Sabic moving ahead with expansion plans

Saudi Basic Industries Corp said net profit for the first half 2006 reached 8.8 billion Saudi riyals ($2.3 billion), 10 per cent lower than a profit of 9.8 billion riyals in the same period of 2005 due to an increase in raw materials costs.

Second-quarter profit for the petrochemicals giant was also two per cent down at 4.6 billion riyals on the same period in 2005, when the company recorded a net profit of 4.7 billion riyals.
Sabic vice-chairman and CEO  Mohammed Al Mady said the company had increased second-quarter profit, compared to the first quarter of this year, on a rise in products sales and an improvement in global petrochemicals prices.

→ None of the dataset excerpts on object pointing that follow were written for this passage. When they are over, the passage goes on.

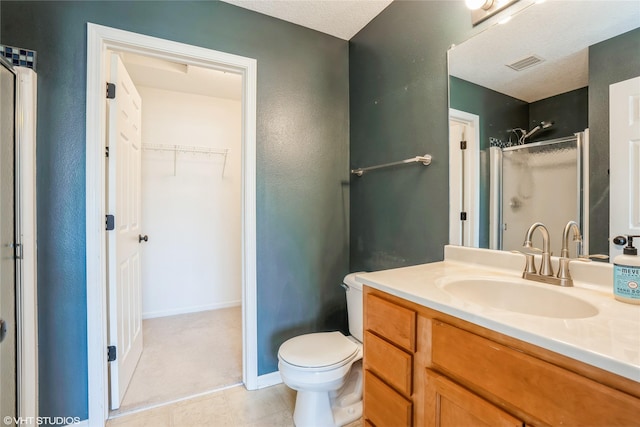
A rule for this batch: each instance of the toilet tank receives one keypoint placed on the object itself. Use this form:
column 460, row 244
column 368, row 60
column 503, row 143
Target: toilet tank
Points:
column 354, row 305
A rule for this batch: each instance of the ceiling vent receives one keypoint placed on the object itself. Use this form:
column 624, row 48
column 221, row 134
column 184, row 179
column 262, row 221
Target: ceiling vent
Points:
column 524, row 63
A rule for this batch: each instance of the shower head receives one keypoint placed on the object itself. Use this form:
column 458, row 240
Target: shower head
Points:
column 542, row 125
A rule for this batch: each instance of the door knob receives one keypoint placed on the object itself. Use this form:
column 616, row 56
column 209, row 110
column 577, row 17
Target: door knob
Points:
column 3, row 329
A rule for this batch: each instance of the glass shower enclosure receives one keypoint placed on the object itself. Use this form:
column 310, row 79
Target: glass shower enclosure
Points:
column 539, row 182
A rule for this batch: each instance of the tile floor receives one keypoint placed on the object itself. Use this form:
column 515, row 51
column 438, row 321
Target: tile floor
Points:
column 233, row 407
column 186, row 355
column 196, row 392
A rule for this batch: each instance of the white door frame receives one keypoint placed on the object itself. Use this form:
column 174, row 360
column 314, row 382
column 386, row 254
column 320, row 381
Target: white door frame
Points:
column 468, row 184
column 99, row 40
column 27, row 312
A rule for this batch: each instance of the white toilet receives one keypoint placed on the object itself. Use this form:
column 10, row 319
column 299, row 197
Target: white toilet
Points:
column 326, row 369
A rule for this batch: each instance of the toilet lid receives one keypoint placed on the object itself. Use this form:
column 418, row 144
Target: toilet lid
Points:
column 317, row 350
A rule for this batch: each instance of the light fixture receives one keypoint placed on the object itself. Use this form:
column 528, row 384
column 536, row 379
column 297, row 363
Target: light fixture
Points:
column 483, row 9
column 479, row 4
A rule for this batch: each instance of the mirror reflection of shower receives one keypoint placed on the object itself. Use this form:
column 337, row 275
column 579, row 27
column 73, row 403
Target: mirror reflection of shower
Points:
column 538, row 182
column 523, row 135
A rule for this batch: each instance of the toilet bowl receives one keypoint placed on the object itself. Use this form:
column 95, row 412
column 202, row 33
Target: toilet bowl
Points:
column 325, row 368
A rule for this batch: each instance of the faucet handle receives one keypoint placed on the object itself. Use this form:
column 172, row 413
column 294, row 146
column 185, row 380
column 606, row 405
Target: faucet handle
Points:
column 529, row 266
column 588, row 258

Sabic, however, maintained sales volumes across both the first and second quarter 2006.
Al Mady said first-half output reached 23.5 million tonnes, up 4.4 per cent compared to the 22.5 million tonnes output in the same period last year.

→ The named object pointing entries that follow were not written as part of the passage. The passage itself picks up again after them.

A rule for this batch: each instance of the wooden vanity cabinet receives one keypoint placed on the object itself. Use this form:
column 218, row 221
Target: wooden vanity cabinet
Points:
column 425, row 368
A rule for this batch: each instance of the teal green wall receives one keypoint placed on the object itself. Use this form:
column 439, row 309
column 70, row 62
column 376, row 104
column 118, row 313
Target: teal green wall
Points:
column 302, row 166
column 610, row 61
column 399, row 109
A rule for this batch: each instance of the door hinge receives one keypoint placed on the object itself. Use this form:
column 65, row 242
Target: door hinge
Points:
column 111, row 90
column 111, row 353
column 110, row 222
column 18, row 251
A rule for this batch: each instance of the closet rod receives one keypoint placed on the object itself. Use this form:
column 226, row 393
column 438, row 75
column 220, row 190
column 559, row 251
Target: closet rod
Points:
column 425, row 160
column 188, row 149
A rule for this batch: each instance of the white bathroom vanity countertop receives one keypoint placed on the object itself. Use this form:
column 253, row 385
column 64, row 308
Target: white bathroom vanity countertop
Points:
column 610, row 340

First-half sales were 18.8 million tonnes, up from 17.3 million tonnes in the same period of last year.
The value of exports reached 40.2 billion riyals, compared with 37.1 billion in the same period of 2006.
Al Mady said the company would pay a dividend of 1.5 riyals a share, or 3.75 billion riyals, the equivalent of 15 per cent of the company’s capital.
Results for the rest of the year are expected to be boosted by the expansion of its fertilizer plant.
Sabic earlier said it had agreed with a group of banks to raise a $4.8 billion loan for affiliate Kayan Petrochemical Company, which will offer 45 per cent of its capital to the public this year.
Sabic has also borrowed $800 million through Saudi Arabia's first Islamic bond, a 20-year corporate issue that lead managers said would price at 40 basis points above the Saudi interbank offer rate.